There's a lot of attention paid to the relative equities and what looks fair. Under all the circumstances, is it inequitable to hold you liable for your spouse's tax problems? Here are some factors the IRS considers:

  • Are the taxes really attributable to your spouse or ex-spouse?
  • Are you still married to that spouse?
  • Did you believe your spouse would pay the taxes on the original return?
  • Did you know about the items changed in the audit?
  • Will you be able to pay for basic living expenses like food, shelter, and clothing (or otherwise face hardship) if you are required to pay the tax?
  • Did you significantly benefit (above normal support) from the unpaid taxes?
  • Did you suffer abuse during your marriage?

Timing and Relief
Timing matters too. If you want to claim innocent spouse relief you must "generally" (see below) do so within two years after the IRS first begins trying to collect a tax debt. That "first collection activity" might be an IRS notice of intent to levy. However, it also might be something more innocuous, like a notice from the IRS that offsets a refund from another tax year. You have to be mindful so you don't try to claim relief belatedly.

This issue of timing has become controversial. The statute itself seems to state the rule flatly, and the IRS regulations echo it. But the U.S. Tax Court has said the claims for equitable relief under Internal Revenue Code Section 6015(f)--a kind of subset of innocent spouse claims--are different, and not so constrained. (See Lantz v. Commissioner, 132 T.C. No. 8, April 7, 2009).
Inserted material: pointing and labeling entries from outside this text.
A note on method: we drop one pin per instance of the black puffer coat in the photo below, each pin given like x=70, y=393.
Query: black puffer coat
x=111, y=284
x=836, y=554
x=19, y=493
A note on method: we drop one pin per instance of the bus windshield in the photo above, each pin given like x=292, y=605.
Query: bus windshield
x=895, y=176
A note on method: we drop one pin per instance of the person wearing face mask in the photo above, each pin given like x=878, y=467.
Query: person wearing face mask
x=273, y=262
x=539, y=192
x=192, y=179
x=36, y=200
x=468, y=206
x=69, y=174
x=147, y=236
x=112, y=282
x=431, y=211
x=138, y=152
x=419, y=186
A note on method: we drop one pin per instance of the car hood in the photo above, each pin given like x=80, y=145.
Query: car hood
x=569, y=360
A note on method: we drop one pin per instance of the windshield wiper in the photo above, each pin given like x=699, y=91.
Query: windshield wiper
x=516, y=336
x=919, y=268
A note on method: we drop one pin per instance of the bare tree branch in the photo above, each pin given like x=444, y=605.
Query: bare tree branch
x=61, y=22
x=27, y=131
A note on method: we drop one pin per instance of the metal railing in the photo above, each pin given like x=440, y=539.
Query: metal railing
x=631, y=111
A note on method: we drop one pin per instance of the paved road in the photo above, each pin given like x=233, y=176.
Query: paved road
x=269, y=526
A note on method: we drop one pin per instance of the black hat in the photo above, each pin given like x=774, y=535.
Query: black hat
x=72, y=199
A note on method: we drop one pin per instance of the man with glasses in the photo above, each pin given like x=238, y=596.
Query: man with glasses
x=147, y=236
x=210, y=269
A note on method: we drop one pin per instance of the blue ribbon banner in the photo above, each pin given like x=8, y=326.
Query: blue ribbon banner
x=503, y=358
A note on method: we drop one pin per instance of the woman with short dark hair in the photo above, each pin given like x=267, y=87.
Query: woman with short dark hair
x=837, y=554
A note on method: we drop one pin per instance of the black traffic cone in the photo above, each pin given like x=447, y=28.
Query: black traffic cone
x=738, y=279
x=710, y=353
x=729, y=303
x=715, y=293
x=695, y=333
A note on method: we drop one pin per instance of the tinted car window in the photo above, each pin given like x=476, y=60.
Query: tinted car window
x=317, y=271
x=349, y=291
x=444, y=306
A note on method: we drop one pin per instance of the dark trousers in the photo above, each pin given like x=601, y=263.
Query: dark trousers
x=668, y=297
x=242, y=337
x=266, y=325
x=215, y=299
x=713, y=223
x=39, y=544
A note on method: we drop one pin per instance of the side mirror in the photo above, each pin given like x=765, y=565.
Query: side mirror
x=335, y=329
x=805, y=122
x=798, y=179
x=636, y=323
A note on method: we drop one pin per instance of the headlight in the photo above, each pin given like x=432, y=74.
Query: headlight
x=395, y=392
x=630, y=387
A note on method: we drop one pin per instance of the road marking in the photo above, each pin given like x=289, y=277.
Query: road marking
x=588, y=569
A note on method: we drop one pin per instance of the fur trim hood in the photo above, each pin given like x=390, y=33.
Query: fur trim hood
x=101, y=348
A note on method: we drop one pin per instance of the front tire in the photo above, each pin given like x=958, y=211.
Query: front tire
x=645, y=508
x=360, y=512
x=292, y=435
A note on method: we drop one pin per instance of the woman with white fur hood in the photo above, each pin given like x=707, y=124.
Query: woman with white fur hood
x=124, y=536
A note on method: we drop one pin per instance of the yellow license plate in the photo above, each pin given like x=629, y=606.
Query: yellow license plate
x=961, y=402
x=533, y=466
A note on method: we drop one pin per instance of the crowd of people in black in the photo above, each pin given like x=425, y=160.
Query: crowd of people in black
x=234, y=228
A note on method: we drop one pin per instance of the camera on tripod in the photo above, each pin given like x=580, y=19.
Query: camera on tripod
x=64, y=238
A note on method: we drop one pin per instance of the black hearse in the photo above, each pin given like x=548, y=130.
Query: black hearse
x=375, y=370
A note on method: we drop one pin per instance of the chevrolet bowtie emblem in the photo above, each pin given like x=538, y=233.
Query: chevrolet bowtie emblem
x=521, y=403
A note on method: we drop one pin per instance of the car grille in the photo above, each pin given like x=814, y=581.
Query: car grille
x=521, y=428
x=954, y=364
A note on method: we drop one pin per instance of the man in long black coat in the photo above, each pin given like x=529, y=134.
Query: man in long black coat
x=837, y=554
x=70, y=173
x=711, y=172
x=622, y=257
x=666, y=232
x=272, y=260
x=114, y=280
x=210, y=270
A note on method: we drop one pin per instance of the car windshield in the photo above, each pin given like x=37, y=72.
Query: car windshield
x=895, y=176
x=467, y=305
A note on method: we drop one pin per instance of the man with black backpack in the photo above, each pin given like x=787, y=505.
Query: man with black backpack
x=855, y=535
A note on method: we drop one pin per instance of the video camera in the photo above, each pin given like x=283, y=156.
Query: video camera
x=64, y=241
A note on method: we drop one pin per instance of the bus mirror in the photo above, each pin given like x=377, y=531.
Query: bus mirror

The IRS has gone on record to its attorneys (IRS Chief Counsel Notice CC-2009-012, April 17, 2009) instructing them to keep fighting this issue. That means there will probably be additional fisticuffs about timing and what claims are barred. Of course, if you want to be ruled "innocent," you're better off avoiding the timing fuss and complying with the two-year deadline if you can.

Tell It to the Judge
Finally, if the IRS doesn't see fit to grant you innocent spouse relief, you can go to the U.S. Tax Court. The IRS has long maintained that the courts are simply there to decide - in light of the facts presented to it - whether the IRS made a reasonable decision. But taxpayers have claimed, and the U.S. Tax Court agreed this year that it can take a fresh look at the case, based on facts that may not have been considered by the IRS. That could lead to more spouses getting relief.

What sort of spouse does the court consider innocent? In one recent case, the Tax Court overruled the IRS and granted relief to a 70-year-old disabled and retired nurse who discovered only after his death that her husband of 38 years had left a financial mess. The husband, a lawyer, had handled all the family finances and had the back tax and other creditor bills sent directly to the U.S. Post Office, where he picked up the mail. In an effort to pay off the debts, she had sold off possessions and their long-time Iowa home and moved into a trailer. Collecting more of the debt from her, the court concluded, would be an unfair economic hardship.

You may be able to get innocent spouse relief based on less compelling facts, but you should be aware that the standards are pretty high.